David Brooks is one of my preferred writers. I’m currently reading his new book, The Road To Character, which chronicles his attempt to cultivate a deeper character, mostly by looking into what he calls “eulogy virtues”, the stuff you want your loved ones to say about you when you cark it, as opposed to your CV virtues.

rsz_moralstruggle1
Image via pintrest

Brooks has fraud syndrome. He is so self-aware that his humanity repulses him. This tendency seems to go hand-in-hand with having an overactive mind, don’t you find? And so it is that he finds himself shallow. And in need of a deeper character.

“I have to work harder than most people to avoid a life of smug superficiality,” he writes.

I’ll report back on the book’s worth shortly. Meantime, I’m intrigued by this initial thought bomb that he throws:

“It doesn’t matter if you work on Wall Street or at a charity distributing medicine to the poor.
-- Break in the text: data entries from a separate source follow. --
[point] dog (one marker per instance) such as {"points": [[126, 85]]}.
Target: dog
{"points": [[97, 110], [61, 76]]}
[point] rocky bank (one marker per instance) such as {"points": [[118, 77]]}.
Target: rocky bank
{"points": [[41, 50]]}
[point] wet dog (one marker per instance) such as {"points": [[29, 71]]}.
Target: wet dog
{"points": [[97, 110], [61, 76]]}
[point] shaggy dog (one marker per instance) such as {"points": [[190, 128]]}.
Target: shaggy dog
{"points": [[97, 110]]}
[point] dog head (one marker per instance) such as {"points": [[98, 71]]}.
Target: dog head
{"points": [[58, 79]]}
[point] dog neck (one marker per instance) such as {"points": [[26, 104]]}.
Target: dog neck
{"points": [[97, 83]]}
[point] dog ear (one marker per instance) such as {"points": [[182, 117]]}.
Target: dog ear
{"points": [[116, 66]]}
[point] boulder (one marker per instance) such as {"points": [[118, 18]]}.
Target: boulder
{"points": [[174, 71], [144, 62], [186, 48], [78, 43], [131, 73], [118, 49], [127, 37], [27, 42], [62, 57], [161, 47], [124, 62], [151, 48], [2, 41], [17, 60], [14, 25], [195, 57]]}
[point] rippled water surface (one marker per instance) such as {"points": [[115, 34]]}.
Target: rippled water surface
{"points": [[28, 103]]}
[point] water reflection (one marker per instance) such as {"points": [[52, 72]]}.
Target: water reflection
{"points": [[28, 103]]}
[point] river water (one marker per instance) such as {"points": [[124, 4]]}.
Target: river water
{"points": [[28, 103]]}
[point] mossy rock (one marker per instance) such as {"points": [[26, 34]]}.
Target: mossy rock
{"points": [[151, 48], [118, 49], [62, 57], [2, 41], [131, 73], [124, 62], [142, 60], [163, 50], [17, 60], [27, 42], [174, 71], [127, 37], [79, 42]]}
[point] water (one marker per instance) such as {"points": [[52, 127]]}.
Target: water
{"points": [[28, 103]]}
The most important thing is whether you are willing to engage in moral struggle against yourself.”

I agree. The most pious person can merely go through the motions of “being good”. It can be “surface good” only. Conversely, a financier can go home and take very good hard looks at herself each night and radiate her “give-a-shitness” to colleagues and friends each day. It’s this giving a shit and delving deep that propels us forward and connects and inspires betterment all around. Regardless of the environs.

Moral struggle exposes truth. Moral struggle radiates and spreads and provides a stable pivot point from which so much of life can launch from. Which is ironic, because anyone who struggles with themselves will so often feel uncertain.

I’m coming to realize, however, that the truth and vulnerability that emerges from this moral struggle is the most certain thing we can offer the planet right now.

Are you able to see your moral struggle with yourself in this way?